🍎

【Statistics Method】About Kolmogorov–Smirnov(K-S) test

2024/08/14に公開

機械学習

statistics

tech

0. Where to use?

K-S test is the method to compare the two distributions(not strict, but like that).
This method is used for various situations in statistics, but I use this in the machine learning field, to check whether the two models are similar or not(applying to the result of models).
When tackling an ensemble, that model to be merged must have diversity. So, I check the similarity of models pseudo by this if necessary.

1. What is the Kolmogorov–Smirnov (K-S) test

The Kolmogorov–Smirnov (K-S) test is a non-parametric statistical test used to determine if two samples come from the same distribution or if a sample matches a specific distribution.

Practically, the low p-value(<0.05) indicates the null hypothesis is rejected, which means the two have differences.
This is the only result that can be obtained.
Conversely, no low p-value(>=0.05) indicates that couldn't reject the null hypothesis, this suggests the two haven't difference(similar), but it's uncertain because the obtained result is only "couldn't reject the null hypothesis".
There may be differences, or not.

2. Example

2.1 Example Code

Here is the example code.

import numpy as np
from scipy import stats
import matplotlib.pyplot as plt

# Generate a sample of data
np.random.seed(42)
sample_data = np.random.normal(loc=0, scale=1, size=100)  # A sample from a normal distribution

# Perform the K-S test against a normal distribution
D, p_value = stats.kstest(sample_data, 'norm', args=(0, 1))
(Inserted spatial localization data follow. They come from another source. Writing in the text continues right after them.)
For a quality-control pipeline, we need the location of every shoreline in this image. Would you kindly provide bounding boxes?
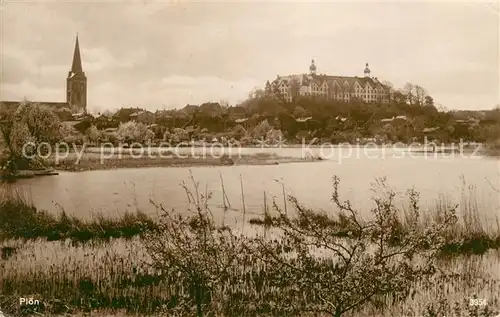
[59,143,497,157]
[51,154,321,172]
[65,142,487,149]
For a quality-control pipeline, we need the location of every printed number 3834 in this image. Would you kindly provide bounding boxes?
[469,298,487,306]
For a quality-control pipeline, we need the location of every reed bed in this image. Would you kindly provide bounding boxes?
[403,180,500,255]
[357,251,500,316]
[250,178,500,256]
[1,238,499,316]
[0,188,157,242]
[0,237,290,316]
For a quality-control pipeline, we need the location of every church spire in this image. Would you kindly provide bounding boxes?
[71,34,83,73]
[67,34,87,114]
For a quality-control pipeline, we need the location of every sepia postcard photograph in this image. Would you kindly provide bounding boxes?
[0,1,499,316]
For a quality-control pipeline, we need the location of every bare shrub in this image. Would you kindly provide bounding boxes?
[246,175,458,317]
[141,171,251,316]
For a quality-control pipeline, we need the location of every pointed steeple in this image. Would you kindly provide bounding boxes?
[71,34,83,73]
[67,34,87,114]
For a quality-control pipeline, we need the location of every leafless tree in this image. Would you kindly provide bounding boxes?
[247,176,457,317]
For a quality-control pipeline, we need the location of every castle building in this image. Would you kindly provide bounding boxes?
[265,60,390,104]
[1,35,88,114]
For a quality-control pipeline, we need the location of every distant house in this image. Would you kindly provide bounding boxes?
[199,102,224,118]
[234,118,251,129]
[114,107,141,122]
[173,110,189,120]
[154,110,173,126]
[155,110,173,119]
[148,123,164,137]
[94,113,116,129]
[453,117,479,127]
[155,110,167,117]
[129,110,155,124]
[227,106,247,121]
[182,104,199,116]
[96,114,112,122]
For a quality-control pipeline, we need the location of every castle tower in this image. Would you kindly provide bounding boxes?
[364,62,371,78]
[309,59,317,75]
[265,80,271,94]
[66,35,87,113]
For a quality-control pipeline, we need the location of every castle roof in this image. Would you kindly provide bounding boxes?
[271,74,388,90]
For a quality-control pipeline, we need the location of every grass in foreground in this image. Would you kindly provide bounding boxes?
[1,238,499,317]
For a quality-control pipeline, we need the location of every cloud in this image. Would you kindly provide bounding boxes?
[137,75,261,109]
[433,92,498,111]
[1,81,65,102]
[1,1,498,110]
[83,47,147,72]
[87,75,260,111]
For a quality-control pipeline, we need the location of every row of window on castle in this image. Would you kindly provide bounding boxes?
[309,87,383,93]
[280,88,385,98]
[275,87,383,92]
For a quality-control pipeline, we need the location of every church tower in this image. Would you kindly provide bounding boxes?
[66,35,87,113]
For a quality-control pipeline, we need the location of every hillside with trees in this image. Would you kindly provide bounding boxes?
[1,81,499,153]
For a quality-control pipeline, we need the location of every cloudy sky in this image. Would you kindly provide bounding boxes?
[1,1,498,112]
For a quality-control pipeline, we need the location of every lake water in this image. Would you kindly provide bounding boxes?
[10,147,500,226]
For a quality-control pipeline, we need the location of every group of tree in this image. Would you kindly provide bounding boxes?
[0,102,62,173]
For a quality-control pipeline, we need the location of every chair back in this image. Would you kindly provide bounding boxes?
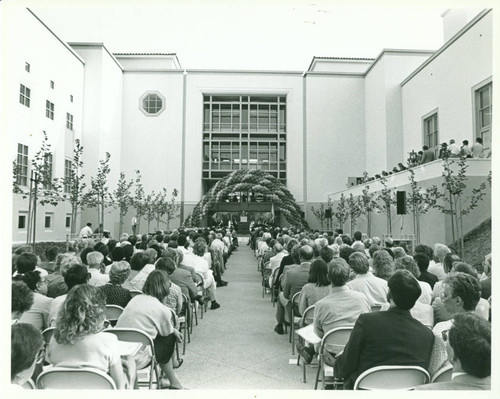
[42,327,55,344]
[431,364,453,383]
[291,291,301,316]
[371,304,382,312]
[262,266,273,281]
[129,289,143,298]
[104,304,124,325]
[353,365,430,390]
[299,305,315,328]
[320,326,353,357]
[36,367,116,389]
[22,379,35,389]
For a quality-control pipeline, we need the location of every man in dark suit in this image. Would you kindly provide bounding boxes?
[420,145,436,165]
[414,253,438,289]
[415,312,490,390]
[334,269,434,389]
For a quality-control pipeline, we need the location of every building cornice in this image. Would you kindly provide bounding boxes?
[303,71,365,78]
[69,42,124,71]
[27,8,85,66]
[185,69,303,75]
[364,49,435,76]
[401,8,492,87]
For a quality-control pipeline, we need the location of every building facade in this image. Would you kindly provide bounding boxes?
[5,7,492,243]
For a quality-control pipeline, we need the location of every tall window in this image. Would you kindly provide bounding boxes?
[18,213,27,229]
[46,100,55,120]
[202,95,287,191]
[43,153,53,189]
[64,159,72,193]
[19,84,30,107]
[44,213,53,229]
[16,144,29,186]
[25,62,30,72]
[476,83,492,152]
[423,113,439,156]
[66,113,74,130]
[50,80,55,89]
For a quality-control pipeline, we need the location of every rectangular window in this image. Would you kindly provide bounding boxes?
[66,215,71,229]
[66,113,74,130]
[423,113,439,156]
[476,83,492,153]
[50,80,55,89]
[25,62,30,72]
[46,100,55,119]
[18,214,27,229]
[70,94,74,103]
[19,84,30,107]
[64,159,72,193]
[44,213,53,229]
[43,153,53,190]
[16,143,29,186]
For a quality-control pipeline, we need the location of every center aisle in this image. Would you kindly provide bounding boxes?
[175,241,315,389]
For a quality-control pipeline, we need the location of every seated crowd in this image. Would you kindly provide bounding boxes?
[252,226,491,390]
[10,227,237,389]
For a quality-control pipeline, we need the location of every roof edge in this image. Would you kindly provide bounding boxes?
[68,42,124,71]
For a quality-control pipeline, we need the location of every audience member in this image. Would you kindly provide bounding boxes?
[413,252,438,289]
[48,285,134,389]
[429,244,451,281]
[116,270,184,389]
[12,280,34,321]
[46,253,80,298]
[100,261,133,308]
[471,137,484,158]
[13,252,48,278]
[334,270,434,389]
[87,251,110,287]
[15,271,52,331]
[298,259,331,315]
[416,312,490,390]
[347,252,388,306]
[11,323,44,387]
[371,250,393,281]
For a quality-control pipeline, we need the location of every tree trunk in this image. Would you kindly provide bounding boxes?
[119,213,123,236]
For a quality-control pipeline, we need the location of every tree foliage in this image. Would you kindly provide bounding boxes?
[332,193,349,232]
[347,193,363,234]
[359,172,380,236]
[113,172,134,235]
[378,174,397,235]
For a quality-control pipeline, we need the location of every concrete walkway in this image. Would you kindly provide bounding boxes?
[175,242,316,389]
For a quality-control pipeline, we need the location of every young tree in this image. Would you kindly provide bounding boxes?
[332,193,349,232]
[144,191,156,233]
[163,188,180,230]
[132,170,146,234]
[153,189,167,230]
[311,202,327,229]
[359,172,380,237]
[82,152,113,230]
[113,172,134,236]
[377,174,397,236]
[406,168,437,245]
[347,193,362,235]
[427,157,488,256]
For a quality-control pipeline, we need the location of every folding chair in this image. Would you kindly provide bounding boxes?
[195,272,210,318]
[289,291,302,347]
[22,379,35,389]
[105,327,159,390]
[42,326,55,344]
[431,364,453,383]
[262,265,273,298]
[314,326,353,390]
[129,289,143,298]
[295,305,316,383]
[270,268,281,306]
[177,294,191,354]
[36,367,117,389]
[353,365,430,390]
[104,304,124,327]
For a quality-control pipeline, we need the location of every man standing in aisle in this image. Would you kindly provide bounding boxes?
[79,222,93,238]
[131,215,138,235]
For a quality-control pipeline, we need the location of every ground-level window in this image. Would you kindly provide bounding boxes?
[45,213,53,229]
[423,113,439,157]
[476,83,492,153]
[18,213,27,229]
[66,214,71,229]
[16,143,29,186]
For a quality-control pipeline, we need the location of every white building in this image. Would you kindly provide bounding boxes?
[4,7,491,244]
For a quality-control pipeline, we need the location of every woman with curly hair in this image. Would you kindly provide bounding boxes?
[100,261,132,308]
[47,284,135,389]
[372,250,394,281]
[116,270,185,389]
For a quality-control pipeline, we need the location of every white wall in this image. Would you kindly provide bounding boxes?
[402,12,492,156]
[4,7,85,243]
[305,74,366,203]
[310,59,372,73]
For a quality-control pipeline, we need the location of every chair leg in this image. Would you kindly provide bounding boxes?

print(f"KS Statistic: {D}")
print(f"P-value: {p_value}")

# Interpretation
if p_value < 0.05:
    print("Reject the null hypothesis: The sample does not follow a normal distribution.")
else:
    print("Fail to reject the null hypothesis: The sample follows a normal distribution.")

# Plotting the empirical CDF vs the theoretical CDF
ecdf = np.sort(sample_data)
cdf = np.arange(1, len(ecdf) + 1) / len(ecdf)
plt.plot(ecdf, cdf, marker='.', linestyle='none', label='Empirical CDF')
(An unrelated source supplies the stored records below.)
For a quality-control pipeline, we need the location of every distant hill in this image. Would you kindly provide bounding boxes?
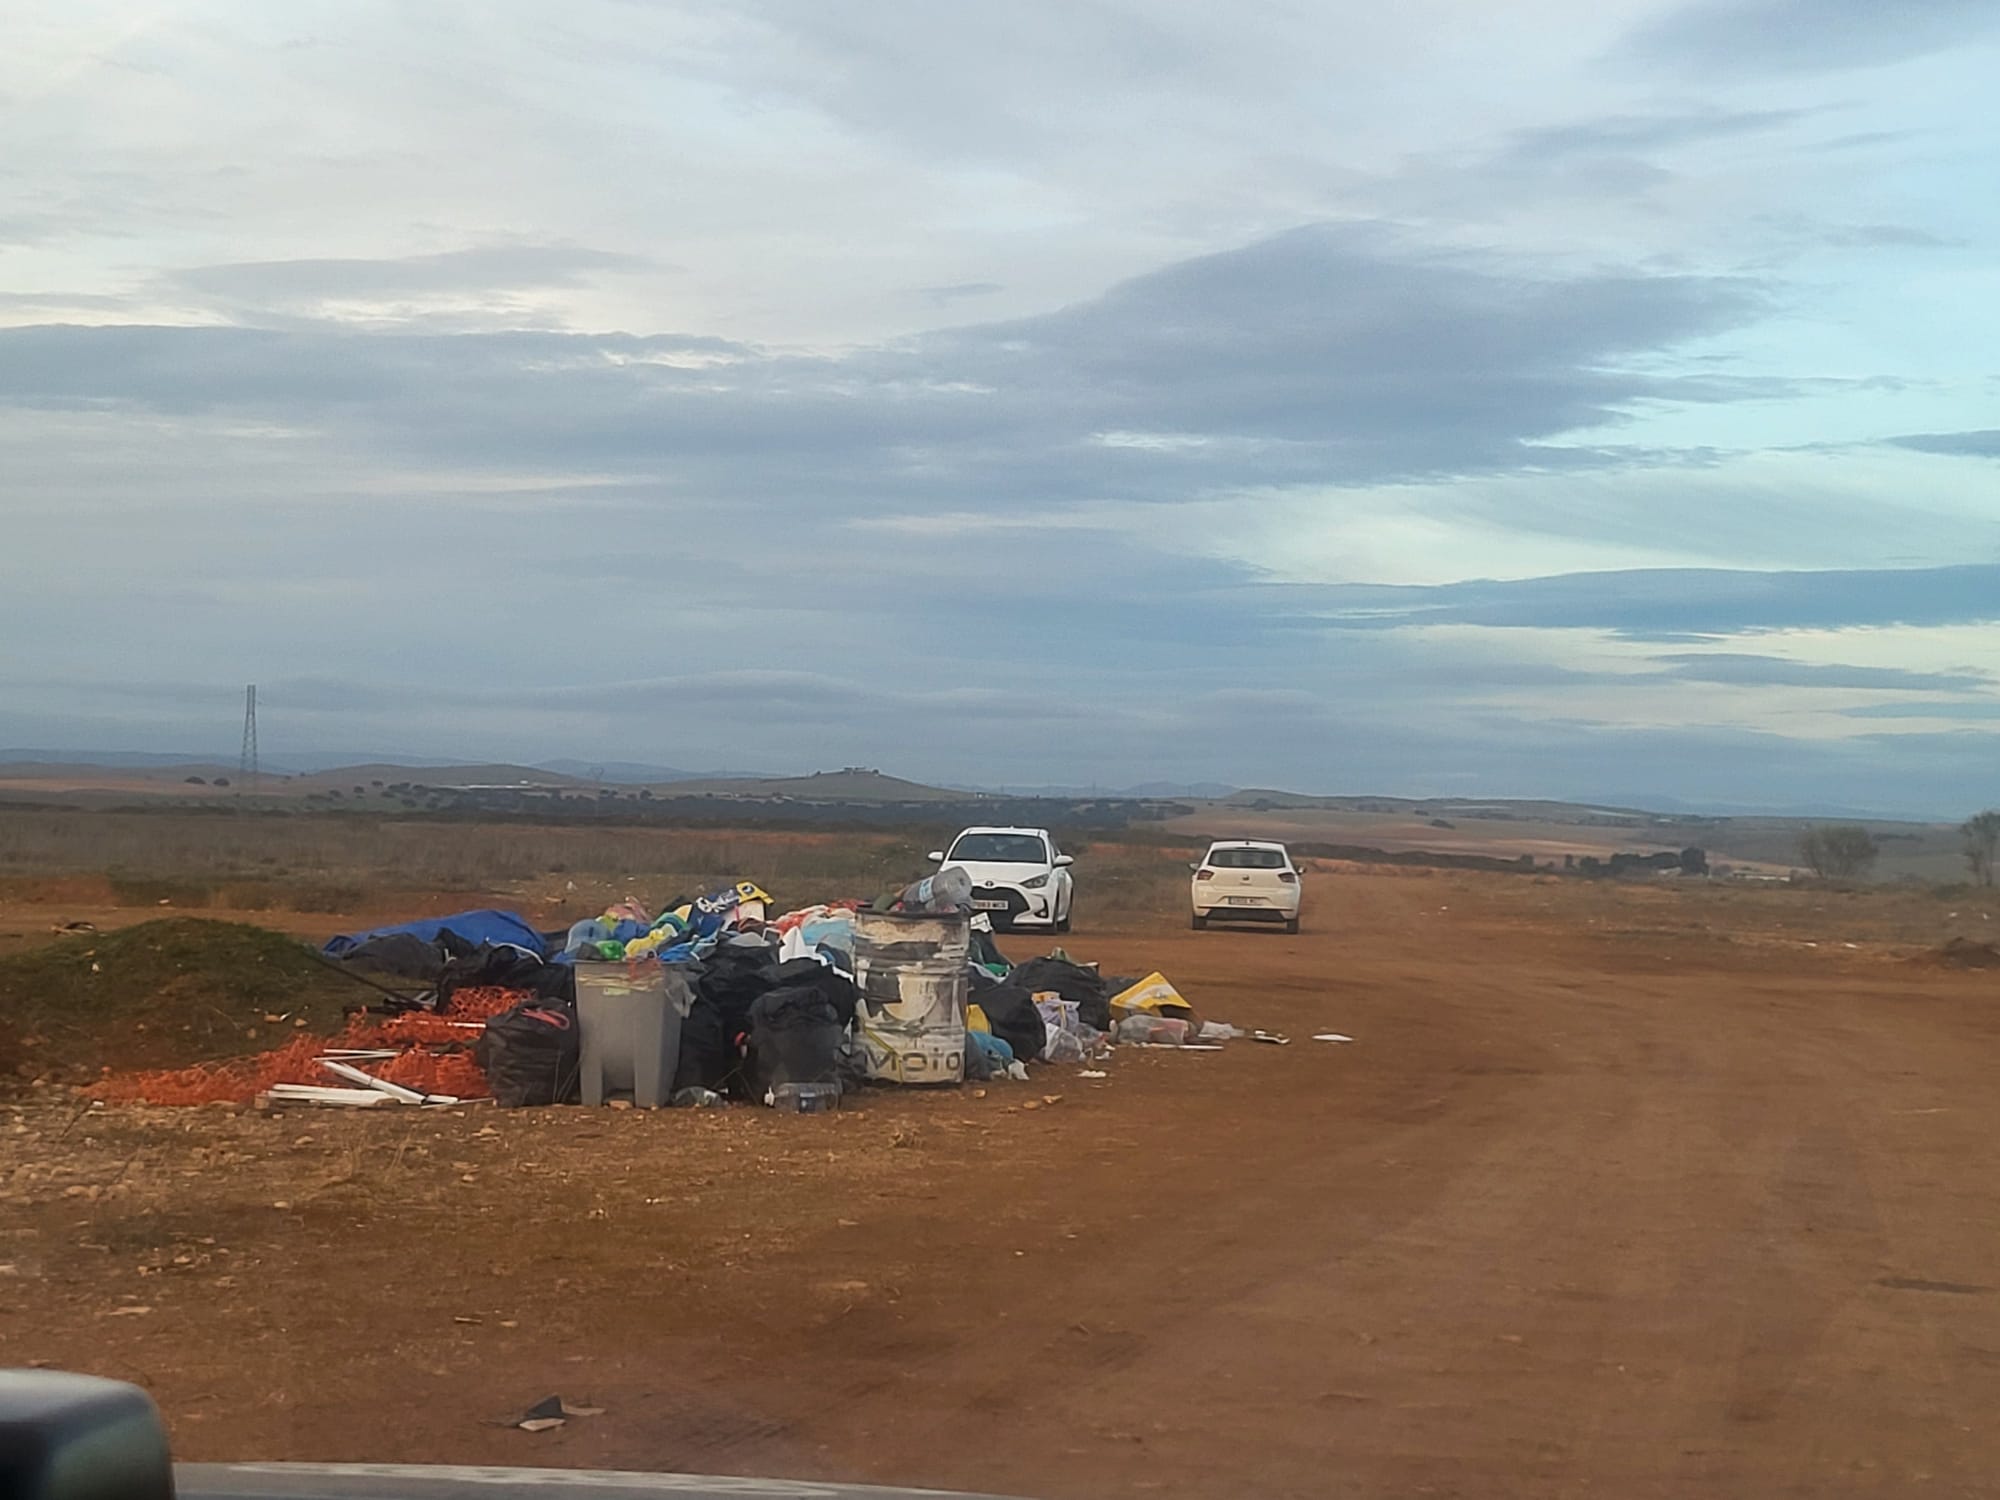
[664,768,977,804]
[944,779,1236,799]
[291,763,582,789]
[534,758,761,784]
[1223,790,1666,820]
[0,749,243,770]
[0,759,243,784]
# Theoretical CDF for the normal distribution
x = np.linspace(min(ecdf), max(ecdf), 100)
plt.plot(x, stats.norm.cdf(x, loc=0, scale=1), label='Theoretical CDF (Normal Dist)')

plt.legend()
plt.xlabel('Value')
plt.ylabel('CDF')
plt.title('Empirical CDF vs Theoretical CDF')
plt.show()

The point of this code is here:

D, p_value = stats.kstest(sample_data, 'norm', args=(0, 1))

・Argments
sample_data is the data to be tested.
'norm' is the distribution that is compared. The normal (Gaussian) distribution is used this time.
args provides the parameters of the normal distribution, where left(0) is the mean and right(1) is the standard deviation.

・Outputs
D(KS Statistic) is the maximum difference between the empirical and theoretical CDFs.
P-value is used to determine the statistical significance of the result.

2.2 Result

Here are the results.

KS Statistic: 0.10357070563896065
P-value: 0.21805553378516235
Fail to reject the null hypothesis: The sample follows a normal distribution.

Interpretation
・KS Statistic( $D$ )
This is defined as the maximum absolute difference between the empirical CDF of a sample and the theoretical CDF of the distribution being tested (one-sample test), or between the empirical CDFs of two samples (two-sample test).
Formula: $D_{n,m} = \sup|F_n(x)-G_m(x)|$
※ $\sup$ denotes the supremum (maximum) over all values of x.

The meaning is simple and intuitive.
-Small D
If the K-S statistic is small, it suggests that the empirical CDF of the sample is close to the theoretical CDF, meaning the sample data is likely drawn from the theoretical distribution(or two dist is similar).
-Large D
A large K-S statistic indicates a significant difference between the empirical and theoretical CDFs, suggesting that the sample data may not be from the theoretical distribution(or two dist may be different).

・P-value
If under by 0.05, indicates the distributions are different. Over 0.05, suggests the two haven't differences(similar), but it's uncertain. There may be differences, or not.
・CDF
The Cumulative Distribution Function (CDF) of a random variable
$X$ is a function that maps a value $x$ to the probability that $X$ will take a value less than or equal to $x$ . In other words, it shows probability distillation of $X$ .
Formula: $F(x) = P(X \geq x)$

3. Summary

Kolmogorov–Smirnov(K-S) test is the method to check the difference of two distilations or datasamples.
The inside contents are difficult, but the impremetation of python is simple, please try to use it.